Typically, the only time I’m aware of the impact I make on others and in this world is when it’s negative, or when I imagine that it’s negative: I’m in the way. I’m a burden. I’m costing someone money. I’m an inconvenience. I’m a disappointment. I’m not doing enough. I’m doing too much. I make too much noise. I’m breathing. Maybe it’s normal to notice only the bad things when you feel like people and life is bearing down on you and a better, happier way seems impossible.

It’s time for another epiphany: Change my attitude and be grateful for everything. Think good thoughts and good things will happen. Surround myself with positive people and negativity will disappear. Give without needing to receive anything in return. Be selfless. Be thoughtful. Be kind.

Does all of that really work?

Yes. I can attest that focusing my energy on positive things like gratitude has indeed worked for me in the past. However, lately I find myself becoming more cynical about it. My life has taken so many steps backwards – instead of making “progress,” I’m closer to bankruptcy and homeless now more than ever, no matter how much I focus on creating positive vibrations. Help seems elusive. Happiness seems elusive. Hope seems elusive.

In my effort to live a minimalist lifestyle, purging the non-essential “stuff,” I find myself still clinging to all the things that are packed away in storage because they are somehow a part of me even though I don’t have a place of my own where I can put them. Part of me just wants to give it all away and forget about it and move on. Another part of me says, “No way! I’ve invested almost $9000 in storing it already. I can’t just throw it away! There’s family history in there. Legacies. Photos. Memories. It’d be like throwing myself away.” So I continue to feed the money pit, yet I’m no happier for doing it.

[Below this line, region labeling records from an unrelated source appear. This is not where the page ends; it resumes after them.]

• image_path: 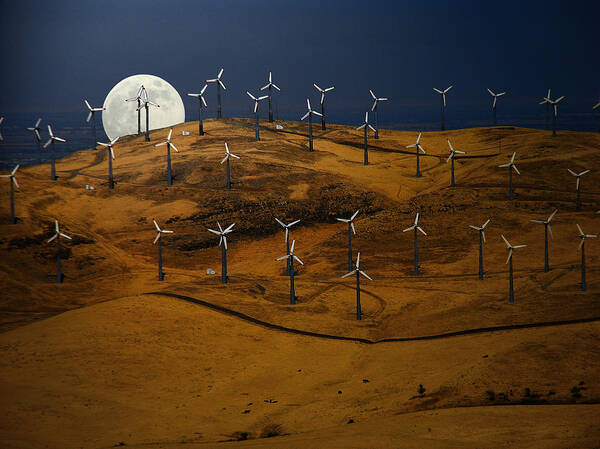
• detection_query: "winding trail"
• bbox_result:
[144,292,600,345]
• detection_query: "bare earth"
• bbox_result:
[0,119,600,449]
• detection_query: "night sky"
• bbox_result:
[0,0,600,123]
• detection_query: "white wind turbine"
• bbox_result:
[42,125,66,181]
[0,165,19,224]
[498,152,521,200]
[255,72,281,122]
[488,89,506,126]
[188,84,208,136]
[501,235,527,304]
[206,68,227,118]
[313,83,335,131]
[47,220,73,284]
[83,98,106,147]
[96,137,119,189]
[152,220,173,281]
[567,168,590,211]
[300,98,321,151]
[154,128,179,186]
[342,251,373,321]
[246,91,269,142]
[433,86,454,131]
[369,89,389,139]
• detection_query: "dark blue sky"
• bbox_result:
[0,0,600,126]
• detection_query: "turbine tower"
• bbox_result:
[469,219,490,281]
[488,89,506,126]
[47,220,73,284]
[369,89,388,139]
[188,84,208,136]
[221,142,240,190]
[206,68,227,118]
[433,86,454,131]
[27,117,42,153]
[277,240,304,305]
[42,125,66,181]
[0,165,19,224]
[501,235,527,304]
[531,209,558,273]
[446,139,466,187]
[96,137,119,189]
[152,220,173,281]
[342,251,373,321]
[300,98,321,151]
[313,83,335,131]
[336,209,360,271]
[406,133,427,178]
[246,91,271,142]
[356,111,377,165]
[577,223,597,292]
[125,85,146,136]
[402,212,427,276]
[154,129,179,186]
[207,221,235,284]
[83,98,106,148]
[498,152,521,200]
[255,72,281,122]
[137,89,160,142]
[275,218,300,276]
[567,168,590,211]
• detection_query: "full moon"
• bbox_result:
[102,75,185,140]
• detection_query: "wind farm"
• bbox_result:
[0,0,600,449]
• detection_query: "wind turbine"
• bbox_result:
[300,98,322,151]
[342,251,373,321]
[137,89,160,142]
[433,86,454,131]
[47,220,73,284]
[488,89,506,126]
[154,128,179,186]
[498,152,521,200]
[540,89,565,137]
[207,221,235,284]
[188,84,208,136]
[125,85,146,136]
[27,117,42,153]
[501,235,527,304]
[96,137,119,189]
[402,212,427,276]
[446,139,466,187]
[255,72,281,122]
[275,218,300,276]
[531,209,558,272]
[152,220,173,281]
[277,240,304,304]
[246,91,271,142]
[406,133,427,178]
[356,111,377,165]
[206,68,227,118]
[336,209,360,271]
[577,223,597,292]
[0,165,19,224]
[221,142,240,190]
[567,168,589,211]
[42,125,66,181]
[313,83,335,131]
[469,219,490,281]
[369,89,388,139]
[83,98,106,147]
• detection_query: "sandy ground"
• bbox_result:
[0,119,600,448]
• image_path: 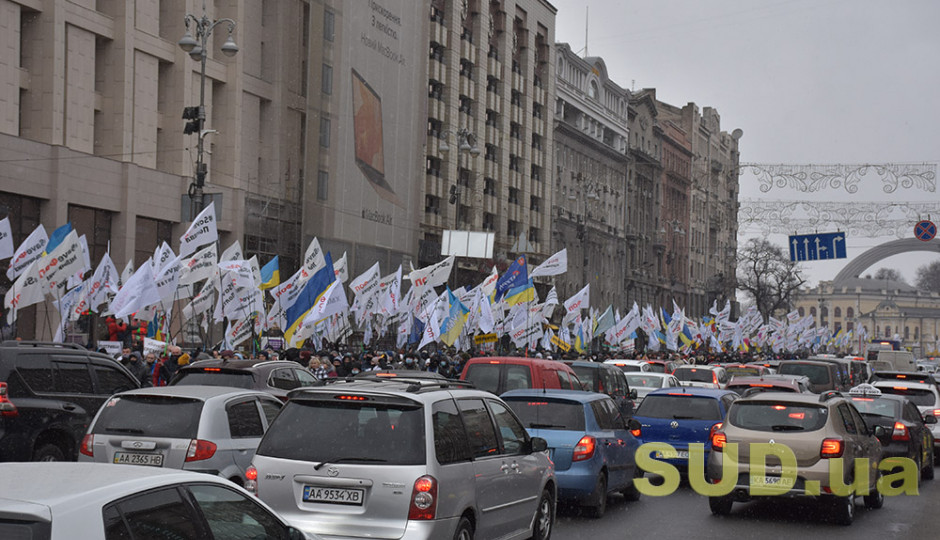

I’ve gone down many roads. Some I enjoyed and would repeat if I could. Naturally, there are other journeys that I wish could be forgotten. I’ve done all the things that I was “supposed” to do: I went to school, got a job, had a family. I’m good at what I do to earn a living, but I’ve come to a point in my life where I don’t want to “work.” I’m tired of it. I want to “do” and “live.” I want to experience life, not just muddle through it. I want to travel and learn about the various cultures in this world. I want to hear stories and tell stories and laugh and cry over all of them. I want to love and be loved. I want to do something that I love so that it’s never “work,” and I want someone to be willing to pay me for it. I want to live, but I want my life to count for something.

And so I'm left questioning everything.


It’s inevitable: we all get older and die. Life then becomes about what you do between birth and death. Am I simply existing - taking up space - or am I living and thriving? But what do you do when everything just seems pointless and you can’t change it? What do you do when you feel alone even when you’re surrounded by so many people? Do you opt out of life or continue on?

As you get older, you tend to notice death more often. News of celebrity deaths brings my own mortality to the forefront, especially when those celebrities are people I’ve looked to for entertainment throughout the years. Recent news of Robin Williams’ suicide hit me harder than I wanted to admit. I can’t even imagine getting to a point where I’d want the misery to just end. His death has made me take a closer look at my own life.

While my life may not be so bleak and desperate that I’d want to end it, I do still question the point of it. How do I make a difference? How can I help others? How can I help myself? How can I be happy? How can I be where I want to be? Why should it matter? Life may not get easier and I may never find my true happiness; however, the day I stop asking questions about life will probably be my last day in it.

The questions may never be answered, but maybe finding the answers isn’t what’s really important. Perhaps it’s just enough to ask.